ハンズスの膝の上で握られた拳に、英雄が手を乗せた。
「あの時、看取ってくれてありがとう。最後の瞬間まで、僕は君に語りかけていたよ」
ハンズスの睫が小刻みに震えた。瞳に涙が滲む。
英雄は笑って、マージを見た。
「その子を抱いても?」
「ええ、もちろん。アリソン、英雄よ」
マージが嬉しそうに娘に囁いて、英雄の傍にいくよう促した。
「初めまして、アリソン」
「はじめまして!」
元気よく答えたアリソンを、英雄は抱き上げた。
「おお、結構大きいね。いくつだい?」
「よっつー」
「そうか、よっつか」
英雄はアリソンをまじまじと見つめた。
「口元はマージに似たんだな。髪質はハンズスに似たのか、かわいそうに。くせっ毛には苦労するぞ」
そう言ってアリソンを抱きしめる。
「5年か」
英雄が呟いた。
「…長かったな」
その瞳にもうっすらと涙が滲んだ。
「ああ」
ハンズスがようやく頷いた。
「ああ、長かった…!」
言って号泣する父親を、アリソンは不思議そうに見た。
必要最低限のものしかない、手入れの行き届いたセレンの隠れ家で、アレクは朝食を作っていた。ズッキーニを刻む包丁の音がキッチンに響く。
アレクは対面式になっているキッチンカウンターから、テーブルに座って雑誌を読むセレンを一瞬だけ見た。
セレンがすぐにそれに気づく。
「なんだ?」
「別ニ。…なんで気づくんデスカ?チョットしか見てナイ」
「そういえばお前はいつも気づかないな」
遠まわしに馬鹿にされた気がして、アレクはむっとした。包丁の音が一際大きく響く。
朝食のパンと簡単な野菜スープをカウンターテーブルに並べる。セレンが何も言わないところをみると合格点はもらえたらしい。
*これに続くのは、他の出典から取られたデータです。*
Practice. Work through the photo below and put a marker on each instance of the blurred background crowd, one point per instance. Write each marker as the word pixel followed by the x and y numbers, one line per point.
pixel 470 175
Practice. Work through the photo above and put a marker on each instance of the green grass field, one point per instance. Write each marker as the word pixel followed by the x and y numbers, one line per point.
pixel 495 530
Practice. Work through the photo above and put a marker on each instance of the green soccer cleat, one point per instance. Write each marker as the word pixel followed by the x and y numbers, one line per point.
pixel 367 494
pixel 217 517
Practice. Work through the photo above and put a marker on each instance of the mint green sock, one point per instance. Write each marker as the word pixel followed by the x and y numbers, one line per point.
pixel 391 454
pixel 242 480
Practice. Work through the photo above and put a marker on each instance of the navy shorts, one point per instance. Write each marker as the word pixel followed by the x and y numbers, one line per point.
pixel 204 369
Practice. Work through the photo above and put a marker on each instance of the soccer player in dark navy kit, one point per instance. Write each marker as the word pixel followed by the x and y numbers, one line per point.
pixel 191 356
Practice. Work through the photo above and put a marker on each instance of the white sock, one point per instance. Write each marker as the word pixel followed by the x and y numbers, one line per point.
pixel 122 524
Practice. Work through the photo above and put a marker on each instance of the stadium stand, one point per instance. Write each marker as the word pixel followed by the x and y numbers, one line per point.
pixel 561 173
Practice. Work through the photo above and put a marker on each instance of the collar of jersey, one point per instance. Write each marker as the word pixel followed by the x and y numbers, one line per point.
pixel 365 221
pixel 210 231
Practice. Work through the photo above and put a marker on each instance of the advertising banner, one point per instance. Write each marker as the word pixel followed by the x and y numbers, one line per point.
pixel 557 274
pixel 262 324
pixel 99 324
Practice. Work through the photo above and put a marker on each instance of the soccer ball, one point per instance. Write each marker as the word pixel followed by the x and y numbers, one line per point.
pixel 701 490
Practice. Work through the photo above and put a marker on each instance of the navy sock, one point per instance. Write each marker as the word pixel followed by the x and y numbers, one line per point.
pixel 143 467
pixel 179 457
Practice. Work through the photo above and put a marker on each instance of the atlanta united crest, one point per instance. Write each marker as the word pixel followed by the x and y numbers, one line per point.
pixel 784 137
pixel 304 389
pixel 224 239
アレクは内心ほっとした。
「まいったな」
セレンが一度持ち上げたスプーンを戻しながら呟いた。
「ドウシマシタ?」
隣に座りながら尋ねるアレクを見て、セレンは言いにくそうに視線をそらした。拗ねているようにも見える。
「泣くほど嫌われているとは思わなかった」
「ハ?」
「少しショックだ」
セレンが彼なりにへこんでいる姿を見たアレクは、ただ目を丸くして動きを止めた。
なんのことを言っているのか、探し当てるのはひどく容易だった。
あの、和解の瞬間。
15年以上も近くにいて、ようやく心が通じ合ったと思ったのは、所詮自分の気の迷いだったのだ。知らず唇が自嘲する。
「…ふ…ふふ」
小刻みに揺れるアレクを、不審そうにセレンが見た。
「どうした?」
その一言がきっかけになってアレクが立ち上がる。頬を紅潮させながら、勢いよく机を叩いた。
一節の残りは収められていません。